Chinese Leaders Are Alarmed by Drought
by Keith Brasher, New York Times, February 3, 2011
HONG KONG — A severe drought in northern China has badly damaged the winter wheat crop and left the ground very dry for the spring planting, fueling inflation and alarming China’s leaders.
President Hu Jintao and Prime Minister Wen Jiabao separately toured drought-stricken regions this week and have called for “all-out efforts” to address the effects of water shortages on agriculture, state media reported on Thursday. Mr. Wen made a similar trip just 10 days ago and called for long-term improvements in water management.
Rising food prices were a problem last autumn even before the drought began, prompting the government to impose a wide range of price controls in mid-November 2010. The winter wheat crop has been parched since then in northern China while unusually widespread frost has hurt the vegetable crop in southern China, and state media began warning a week ago that price controls on food might not be effective.
Some of the driest areas are close to Beijing, which has had no appreciable precipitation since Oct. 23, although there were brief snow flurries on December 29. If the drought lasts another 11 days, it will match one in the winter of 1970-1971 as the longest since modern record keeping started in 1951, according to government meteorologists quoted by state media..
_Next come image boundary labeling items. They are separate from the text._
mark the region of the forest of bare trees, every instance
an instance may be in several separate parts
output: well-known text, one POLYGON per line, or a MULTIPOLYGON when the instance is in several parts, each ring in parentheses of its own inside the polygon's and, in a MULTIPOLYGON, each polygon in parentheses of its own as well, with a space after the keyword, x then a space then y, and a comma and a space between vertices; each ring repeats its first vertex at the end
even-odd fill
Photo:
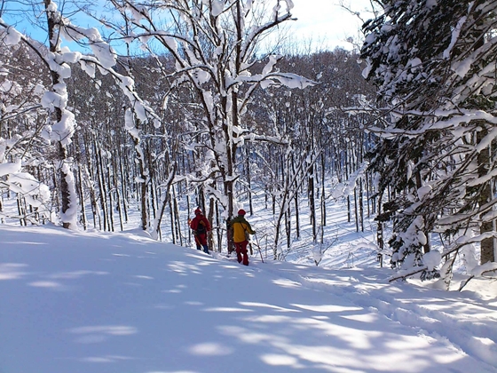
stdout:
POLYGON ((331 244, 339 199, 358 232, 375 217, 378 258, 414 267, 400 277, 439 276, 422 259, 433 234, 447 282, 469 245, 495 261, 493 2, 375 1, 360 52, 304 54, 261 49, 292 18, 292 2, 267 3, 112 0, 99 21, 119 53, 51 0, 40 40, 0 18, 2 218, 122 231, 139 216, 185 245, 200 207, 221 251, 234 211, 264 203, 282 259, 303 225, 331 244))

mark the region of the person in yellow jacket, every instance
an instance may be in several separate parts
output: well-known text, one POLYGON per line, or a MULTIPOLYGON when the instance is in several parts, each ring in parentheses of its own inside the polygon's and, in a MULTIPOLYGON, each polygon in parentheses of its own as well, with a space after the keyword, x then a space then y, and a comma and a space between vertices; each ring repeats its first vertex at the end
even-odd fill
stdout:
POLYGON ((243 262, 245 266, 248 266, 248 254, 247 251, 248 234, 255 234, 256 231, 254 231, 250 224, 245 220, 245 210, 240 210, 238 211, 238 216, 230 221, 230 226, 233 228, 233 242, 236 248, 238 263, 243 262))

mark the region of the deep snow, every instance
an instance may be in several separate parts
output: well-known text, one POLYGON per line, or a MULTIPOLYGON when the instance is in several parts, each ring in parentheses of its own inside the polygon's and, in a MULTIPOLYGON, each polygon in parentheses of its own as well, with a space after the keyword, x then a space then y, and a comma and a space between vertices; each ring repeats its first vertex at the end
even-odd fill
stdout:
POLYGON ((0 242, 1 373, 497 371, 489 281, 446 292, 257 252, 245 267, 50 226, 0 225, 0 242))

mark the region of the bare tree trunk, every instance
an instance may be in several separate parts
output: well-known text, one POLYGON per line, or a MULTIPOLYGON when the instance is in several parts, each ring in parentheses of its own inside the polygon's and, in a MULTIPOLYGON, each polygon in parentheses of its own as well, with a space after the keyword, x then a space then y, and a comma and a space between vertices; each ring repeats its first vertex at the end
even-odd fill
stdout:
POLYGON ((78 166, 79 198, 81 202, 81 222, 83 223, 83 229, 86 230, 88 228, 88 221, 86 220, 86 207, 84 206, 84 188, 83 186, 83 174, 81 172, 82 167, 81 164, 78 166))

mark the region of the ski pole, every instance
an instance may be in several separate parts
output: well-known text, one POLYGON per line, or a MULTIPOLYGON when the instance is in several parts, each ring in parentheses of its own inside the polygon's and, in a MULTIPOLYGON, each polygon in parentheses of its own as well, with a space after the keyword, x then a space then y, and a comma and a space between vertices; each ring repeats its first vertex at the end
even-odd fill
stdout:
POLYGON ((259 250, 259 255, 261 256, 261 261, 264 263, 264 259, 263 259, 263 253, 261 252, 261 246, 259 245, 259 238, 257 237, 257 234, 254 234, 254 237, 256 237, 256 241, 257 242, 257 249, 259 250))

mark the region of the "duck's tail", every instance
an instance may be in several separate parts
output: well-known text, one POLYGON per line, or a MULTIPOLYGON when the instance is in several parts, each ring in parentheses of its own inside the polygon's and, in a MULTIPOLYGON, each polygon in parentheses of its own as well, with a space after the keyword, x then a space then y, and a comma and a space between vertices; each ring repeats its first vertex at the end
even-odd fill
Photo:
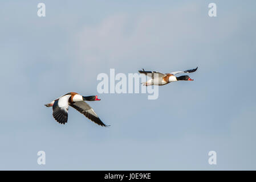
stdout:
POLYGON ((49 104, 44 104, 44 105, 45 105, 46 107, 51 107, 51 106, 52 106, 54 105, 54 101, 52 101, 52 102, 51 102, 49 103, 49 104))

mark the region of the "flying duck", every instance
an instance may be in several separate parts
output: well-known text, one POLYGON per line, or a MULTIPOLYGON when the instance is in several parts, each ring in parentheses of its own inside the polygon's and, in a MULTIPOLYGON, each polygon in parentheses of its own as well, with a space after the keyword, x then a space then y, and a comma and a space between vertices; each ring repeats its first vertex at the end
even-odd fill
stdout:
POLYGON ((82 96, 77 93, 70 92, 44 105, 46 107, 52 107, 52 115, 61 124, 67 122, 70 105, 95 123, 101 126, 109 126, 103 123, 92 108, 84 101, 100 101, 100 99, 97 96, 82 96))
POLYGON ((197 71, 197 67, 195 69, 188 69, 184 71, 177 71, 174 72, 170 73, 162 73, 156 71, 146 71, 144 69, 143 70, 139 71, 140 73, 145 74, 147 76, 152 78, 152 79, 149 80, 148 81, 143 82, 143 85, 164 85, 169 84, 171 82, 185 80, 185 81, 193 81, 194 80, 191 79, 188 75, 181 76, 179 77, 176 77, 175 75, 181 73, 192 73, 197 71))

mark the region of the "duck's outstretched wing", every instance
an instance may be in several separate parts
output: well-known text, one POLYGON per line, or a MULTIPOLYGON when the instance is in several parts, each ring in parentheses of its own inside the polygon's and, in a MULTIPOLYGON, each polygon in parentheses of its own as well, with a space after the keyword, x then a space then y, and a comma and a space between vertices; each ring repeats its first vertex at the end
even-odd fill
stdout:
POLYGON ((61 124, 67 122, 68 99, 70 96, 70 95, 64 96, 56 99, 52 106, 52 116, 61 124))
POLYGON ((180 71, 172 72, 170 73, 173 74, 173 75, 176 75, 176 74, 181 73, 192 73, 192 72, 194 72, 195 71, 196 71, 197 70, 197 68, 198 68, 198 67, 195 69, 188 69, 188 70, 184 71, 180 71))
POLYGON ((92 107, 84 101, 75 102, 70 105, 71 107, 75 108, 80 113, 84 115, 87 118, 95 123, 101 126, 109 126, 106 125, 100 120, 97 114, 94 111, 92 107))
POLYGON ((166 76, 166 74, 162 73, 159 72, 145 71, 144 69, 143 69, 142 71, 139 70, 139 73, 141 74, 145 74, 147 76, 149 76, 152 78, 153 79, 155 78, 163 77, 166 76))

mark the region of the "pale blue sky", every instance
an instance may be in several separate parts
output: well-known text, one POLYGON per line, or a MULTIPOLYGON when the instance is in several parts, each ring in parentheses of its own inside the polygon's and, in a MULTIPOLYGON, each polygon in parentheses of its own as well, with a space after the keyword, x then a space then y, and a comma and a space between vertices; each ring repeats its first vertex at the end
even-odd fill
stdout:
POLYGON ((255 1, 2 1, 0 169, 256 169, 255 1), (46 17, 37 16, 44 2, 46 17), (215 2, 217 17, 208 15, 215 2), (97 93, 97 75, 192 69, 193 82, 97 93), (101 127, 44 104, 98 94, 101 127), (37 152, 46 164, 37 164, 37 152), (208 164, 208 152, 217 164, 208 164))

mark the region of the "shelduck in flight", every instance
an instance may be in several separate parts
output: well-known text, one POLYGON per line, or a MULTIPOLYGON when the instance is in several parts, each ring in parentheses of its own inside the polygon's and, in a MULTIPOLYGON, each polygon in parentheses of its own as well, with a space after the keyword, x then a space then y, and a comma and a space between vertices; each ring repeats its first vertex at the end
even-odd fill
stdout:
POLYGON ((109 126, 100 120, 90 106, 84 101, 100 101, 97 96, 82 96, 75 92, 68 93, 49 104, 46 107, 52 107, 52 115, 61 124, 67 122, 68 106, 75 108, 90 120, 101 126, 109 126))
POLYGON ((169 84, 171 82, 185 80, 185 81, 193 81, 194 80, 191 79, 188 75, 181 76, 179 77, 176 77, 175 75, 181 73, 192 73, 197 71, 197 67, 195 69, 188 69, 184 71, 177 71, 172 72, 170 73, 162 73, 156 71, 146 71, 144 69, 143 71, 140 70, 139 72, 140 73, 145 74, 147 76, 151 77, 152 79, 149 80, 147 82, 143 82, 143 85, 164 85, 169 84))

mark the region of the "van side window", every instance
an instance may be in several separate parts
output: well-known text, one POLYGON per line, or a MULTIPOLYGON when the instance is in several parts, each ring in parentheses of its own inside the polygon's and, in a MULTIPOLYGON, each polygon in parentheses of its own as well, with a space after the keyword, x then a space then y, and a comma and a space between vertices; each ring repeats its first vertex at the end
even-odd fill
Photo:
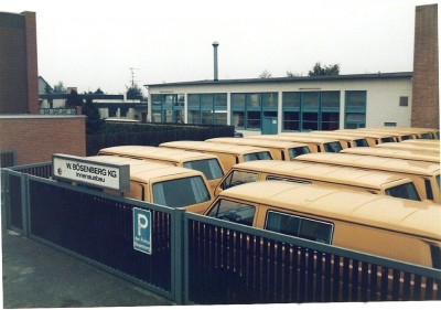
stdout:
POLYGON ((310 181, 304 181, 304 180, 294 179, 294 178, 282 178, 282 177, 276 177, 276 175, 268 175, 267 181, 287 181, 287 182, 301 183, 301 184, 312 184, 312 182, 310 182, 310 181))
POLYGON ((413 182, 387 189, 385 193, 392 197, 421 201, 413 182))
POLYGON ((297 158, 298 156, 310 153, 310 149, 308 147, 291 148, 288 151, 291 161, 294 160, 294 158, 297 158))
POLYGON ((338 142, 324 143, 324 151, 329 153, 337 153, 342 150, 342 145, 338 142))
POLYGON ((437 245, 430 245, 433 268, 441 269, 441 248, 437 245))
POLYGON ((433 192, 432 192, 432 186, 430 184, 430 180, 424 180, 424 186, 426 186, 427 199, 433 200, 433 192))
POLYGON ((205 174, 207 180, 220 179, 224 177, 220 164, 216 159, 187 161, 184 162, 183 167, 201 171, 205 174))
POLYGON ((313 242, 332 244, 334 225, 312 218, 269 211, 265 229, 313 242))
POLYGON ((258 179, 259 175, 257 173, 233 170, 225 181, 222 182, 220 186, 223 190, 226 190, 236 185, 256 182, 258 179))
POLYGON ((254 205, 236 201, 219 200, 206 215, 251 226, 255 218, 255 211, 256 207, 254 205))
POLYGON ((256 153, 244 154, 244 161, 266 160, 266 159, 272 159, 269 152, 256 152, 256 153))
Particularly hard hit have been Hebei Province, which is next to Beijing and which President Hu visited from Tuesday to Thursday, and southern Shandong Province to the east, which Mr. Wen visited on Wednesday and Thursday. The dirt in farmers’ fields has become bone dry and is easily lifted by breezes, coating trees and houses in fine dust.
Food prices have been rising around the world, a result of weather problems in many countries like the unusual heat wave in Russia last summer. High food prices have been among the many reasons for protests in Egypt and elsewhere in the Arab world.
But even a prolonged drought in China appears highly unlikely to cause acute food shortages. China has spent years accumulating very large government reserves of grain and also has $2.85 trillion in foreign exchange reserves, giving it virtually unlimited ability to import food as long as major grain producers do not limit exports.
When commodity prices last surged in 2007 and 2008, however, at least 29 countries sharply curbed food exports in attempts to prevent domestic food prices from rising as quickly as world prices. And if China does become a large importer of wheat – it imports a lot of soybeans but tries to be essentially self-sufficient in rice and other grains for national security reasons – then it could push up world prices and make it harder for poor countries to afford food imports.
Gary Blumenthal, chief executive of World Perspectives, a Washington-based agriculture trade consulting company, noted that wheat is grown in many countries and said that Chinese purchases would not necessarily result in a sustained jump in already high world prices. “The wheat market can restore any imbalances more readily than perhaps other grains,” he said.
China’s wheat imports have risen to 1.2 million metric tons last year and 893,700 tons in 2009 from just 31,900 metric tons in 2008, according to data from Global Trade Information Services a data company in Columbia, S.C.
But those totals are small compared with global output that according to the Food and Agriculture Organization of the United Nations reached 682 million metric tons in 2009, the most recent year for which figures are available. China accounted for one-sixth of global wheat production that year, which could make a broad failure of the Chinese crop hard to replace immediately.
Higher food and energy prices are spreading to other parts of China’s economy, contributing to broader inflation. Prices rose 4.6% last year according to the consumer price index, but Chinese and Western economists say that the index understates the true extent of inflation because of methodology problems. The National Bureau of Statistics has said that it is trying to improve the index.
The government has cushioned the effects of rising food prices by encouraging provinces and cities to raise sharply the minimum wage, which has been climbing 18 percent a year in Guangdong Province in southern China.
Accelerating inflation in China is starting to show up in the prices that American companies pay for imports from China. After years of showing little change a United States Bureau of Labor Statistics index of average import prices suddenly jumped 0.3% from September to October, then jumped the same amount in November and again in December.
As many Chinese exporters demand double-digit percentage increases for the renewal of contracts this year, American buyers have delayed signing contracts, producing a hiccup in trans-Pacific trade. Shipping lines are discounting rates and canceling some sailings this spring while waiting for exporters and buyers to reach deals.
But imports from China are equal to only 2% of American economic output, so most economists expect inflation in China to have a limited effect on broad price indices in the United States.